James, un joven escéptico y curioso, decidió desafiar las advertencias y explorar la mansión. Con una linterna y una mochila, cruzó el portón oxidado y avanzó entre la niebla que cubría los jardines marchitos. La casa estaba en ruinas, pero aún conservaba una atmósfera opresiva. Apenas puso un pie en el umbral, la puerta se cerró detrás de él, como si lo atrapara.

Dentro, un hedor a carne podrida y humedad le provocó arcadas. El suelo estaba cubierto de polvo, pero en el aire flotaban partículas extrañas, como restos de piel y cenizas. La linterna iluminó retratos antiguos con rostros deformados, ojos vacíos y sonrisas sádicas. Al avanzar, comenzó a escuchar el eco de pasos y jadeos.

Entró en una sala donde encontró huesos dispersos y muebles cubiertos de manchas oscuras. Alrededor de la habitación había figuras humanas, o lo que alguna vez fueron humanos: cuerpos colgados en ganchos, pieles desgarradas y rostros mutilados, congelados en un último grito. Era como si el tiempo se hubiera detenido en el momento de su muerte.

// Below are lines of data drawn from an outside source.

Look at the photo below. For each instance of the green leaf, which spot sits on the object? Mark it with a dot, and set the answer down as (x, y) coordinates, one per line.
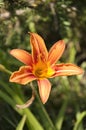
(21, 123)
(80, 117)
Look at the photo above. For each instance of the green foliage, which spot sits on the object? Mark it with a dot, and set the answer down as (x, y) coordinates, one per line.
(53, 20)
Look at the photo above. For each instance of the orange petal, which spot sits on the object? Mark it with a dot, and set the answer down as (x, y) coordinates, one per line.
(22, 56)
(44, 89)
(56, 51)
(39, 50)
(23, 76)
(67, 69)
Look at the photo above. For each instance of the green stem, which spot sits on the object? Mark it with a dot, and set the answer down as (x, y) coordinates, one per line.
(44, 114)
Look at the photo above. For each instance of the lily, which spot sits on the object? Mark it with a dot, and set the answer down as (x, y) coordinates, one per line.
(41, 65)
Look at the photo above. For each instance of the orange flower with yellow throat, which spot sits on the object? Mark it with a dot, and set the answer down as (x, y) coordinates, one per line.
(41, 65)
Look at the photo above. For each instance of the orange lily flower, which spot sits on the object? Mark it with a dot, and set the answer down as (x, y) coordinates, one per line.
(42, 65)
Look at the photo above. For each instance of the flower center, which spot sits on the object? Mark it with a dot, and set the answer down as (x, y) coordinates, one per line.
(42, 70)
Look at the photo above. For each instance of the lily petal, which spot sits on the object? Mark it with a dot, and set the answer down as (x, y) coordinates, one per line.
(67, 70)
(23, 76)
(22, 56)
(44, 89)
(56, 51)
(39, 50)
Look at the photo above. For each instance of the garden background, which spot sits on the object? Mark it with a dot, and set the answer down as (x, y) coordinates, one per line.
(53, 20)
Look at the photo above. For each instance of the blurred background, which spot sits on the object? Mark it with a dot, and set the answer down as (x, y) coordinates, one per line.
(53, 20)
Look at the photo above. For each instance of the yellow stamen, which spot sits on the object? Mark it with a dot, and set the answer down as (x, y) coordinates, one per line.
(42, 70)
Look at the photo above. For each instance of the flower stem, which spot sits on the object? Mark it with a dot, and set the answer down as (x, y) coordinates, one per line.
(45, 116)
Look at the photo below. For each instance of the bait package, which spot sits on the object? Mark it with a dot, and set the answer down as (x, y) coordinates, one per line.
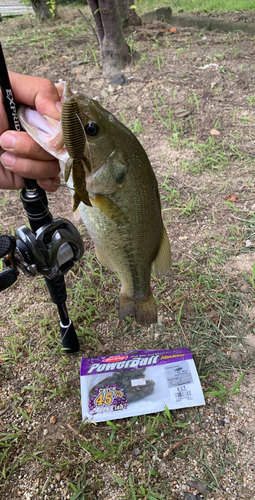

De pronto, sintió una mano fría que se posó en su hombro. Se giró lentamente, y ante él estaba un ser de apariencia cadavérica, con carne putrefacta y ojos blancos que lo observaban sin expresión. El monstruo abrió la boca y emitió un susurro ronco:

“Uno más para la eternidad…”

James trató de correr, pero una multitud de brazos esqueléticos surgieron del suelo, inmovilizándolo. Sintió garras filosas que le rasgaban la piel, arrancando trozos de carne mientras su visión se desvanecía. Su último aliento fue un grito desgarrador que se unió al coro de lamentos en la mansión maldita.

A la mañana siguiente, solo quedaron manchas de sangre y su linterna rota. La gente de Blackwood sabía que nadie volvería a ver a James… pero las noches de tormenta, su grito se sumaría al coro de los atrapados en la casa.